About Us
As an engineer who also trained as a physician, Professor Sangeeta Bhatia of MIT has had a career long interest in developing an alternative to liver transplantation for patients in need. Dr. Bhatia’s goal has been to one day build an artificial implantable liver. Starting twenty years ago, her scientific journey has taken her on a path to make the main workhorse of the liver- the hepatocyte- survive and function in an implantable scaffolding material. Her “ah ha” moment arrived about ten years ago when she and her colleagues discovered a way to stabilize human liver cells even though they had been isolated from their neighborhood. She found that liver cells, when organized on a surface in specific geometrical configurations, surrounded by other cell types, result in “liver-like” longevity and functionality. The stabilization trick, called micropatterning, was highly amenable to miniaturization which is compatible with modern day, high-throughput drug screening techniques.
One of her colleagues, former graduate student and post-doctoral fellow, Dr. Salman Khetani continued work and refinement on the micropatterned co-culture platform. Near term applications started to emerge from the creation of a human liver model in a high-throughput formats such that it could predict interactions with drugs. Interest by the pharmaceutical industry along with a Nature Biotechnology publication about the platform suggested a spin-out from MIT was a logical next step.

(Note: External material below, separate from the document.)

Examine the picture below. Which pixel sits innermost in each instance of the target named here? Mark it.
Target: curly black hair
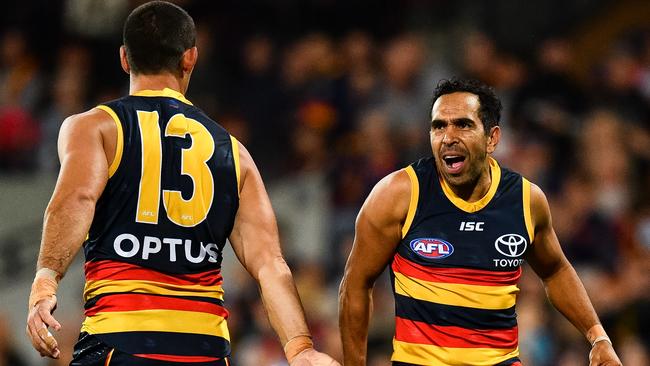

In 2007, Drs. Bhatia and Khetani joined forces with biotech executive, Bonnie Fendrock to launch Hepregen Corporation. The vision to build a significant company that will make new life-saving medicines safer and more effective was shared by veteran venture capitalist, Mort Collins of Battelle Ventures. Since the Series A funding in 2008, Hepregen has been focused on working with its pharmaceutical and biotechnology partners to utilize and validate the micropattern co-culture platform, now called HepatoPac. Beyond the immediate applications in preclinical drug development to improve predictivity with regard to drug metabolism and toxicity, HepatoPac has wide potential as an enabling platform with transformative applications in drug discovery. At Hepregen, we imagine creating an in vitro liver disease model, using the platform with stem cells, or being able to develop technologies from HepatoPac which can predict which patients should avoid certain treatments due to their genetic susceptibility to hepatoxicity. The commercialization of novel bioengineered solutions to help the pharmaceutical industry develop economically viable, highly efficacious and safer drugs is well underway at Hepregen - a manifestation of a scientist’s dream turned into reality.